1. Trim those dead or dying limbs
Surely you have some branches on your trees that are dead or near dead. These limbs often surrender to the harsh winds and snow that’ll be here in the coming months. Dead or dying tree limbs threaten our homes, vehicles and even people. If you have large limbs or whole trees that are rotted or dying, it’s best to call in the professionals. But you can probably tackle your smaller, ornamental trees by cutting diseased, rotted, or cracked limbs close to the trunk.
2. Cut Back Perennials
Remove the dead or dying annuals along with the slugs that feed on them and breed in fall. The foliage on your perennials is likely dead or starting to die, so trim them down to the ground which will sends nutrients the roots for next season. Putting in this bit of effort now will result in a healthier spring garden.
3. Plant New Shrubs
Planting shrubs in early fall is great in New England’s climate.
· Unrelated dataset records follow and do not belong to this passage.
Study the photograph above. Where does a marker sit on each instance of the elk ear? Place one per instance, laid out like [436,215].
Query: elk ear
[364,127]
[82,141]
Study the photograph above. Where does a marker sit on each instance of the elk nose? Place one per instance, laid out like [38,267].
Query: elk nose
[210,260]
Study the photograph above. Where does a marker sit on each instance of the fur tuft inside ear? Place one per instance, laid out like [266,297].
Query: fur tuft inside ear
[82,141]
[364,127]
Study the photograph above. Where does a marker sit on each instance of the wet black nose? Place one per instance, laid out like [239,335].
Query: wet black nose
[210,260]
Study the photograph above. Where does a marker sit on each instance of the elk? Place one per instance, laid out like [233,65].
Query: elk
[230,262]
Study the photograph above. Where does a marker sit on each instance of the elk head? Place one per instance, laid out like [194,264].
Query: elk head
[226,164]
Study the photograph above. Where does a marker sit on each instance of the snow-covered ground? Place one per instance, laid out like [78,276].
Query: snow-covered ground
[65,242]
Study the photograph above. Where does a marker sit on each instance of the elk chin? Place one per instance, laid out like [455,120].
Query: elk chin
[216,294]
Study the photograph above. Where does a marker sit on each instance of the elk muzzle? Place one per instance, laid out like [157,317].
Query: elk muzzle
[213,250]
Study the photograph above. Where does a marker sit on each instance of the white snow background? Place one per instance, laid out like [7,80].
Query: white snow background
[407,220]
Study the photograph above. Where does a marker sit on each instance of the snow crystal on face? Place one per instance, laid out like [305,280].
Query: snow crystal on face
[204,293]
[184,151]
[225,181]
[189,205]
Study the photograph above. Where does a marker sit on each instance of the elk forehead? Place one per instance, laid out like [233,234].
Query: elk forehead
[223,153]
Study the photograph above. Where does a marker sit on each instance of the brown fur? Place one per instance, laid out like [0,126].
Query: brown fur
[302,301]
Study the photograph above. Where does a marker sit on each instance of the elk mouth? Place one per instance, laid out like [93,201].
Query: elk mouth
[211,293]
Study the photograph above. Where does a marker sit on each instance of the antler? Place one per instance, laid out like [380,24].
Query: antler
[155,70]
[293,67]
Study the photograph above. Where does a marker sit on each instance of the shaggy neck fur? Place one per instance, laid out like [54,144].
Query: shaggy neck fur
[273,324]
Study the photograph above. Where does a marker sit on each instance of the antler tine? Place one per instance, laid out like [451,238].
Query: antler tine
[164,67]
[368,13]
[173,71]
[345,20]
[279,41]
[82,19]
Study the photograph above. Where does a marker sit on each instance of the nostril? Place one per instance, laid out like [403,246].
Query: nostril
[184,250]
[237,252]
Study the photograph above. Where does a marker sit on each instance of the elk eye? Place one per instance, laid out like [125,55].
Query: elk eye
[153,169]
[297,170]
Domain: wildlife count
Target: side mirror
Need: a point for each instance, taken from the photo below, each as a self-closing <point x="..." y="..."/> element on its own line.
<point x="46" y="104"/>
The soil is cool and moist which provides the plants an ideal start to establish roots. Dig a hole for your new shrub that’s about twice the diameter and just an inch or two less deep than the full height of the root ball. Position the shrub in the hole ensuring the top of the root ball does not go below ground level (it should be level or just an inch above the ground). Fill in any spaces of the whole with soil and water thoroughly. Add more soil to top of root ball followed by mulch.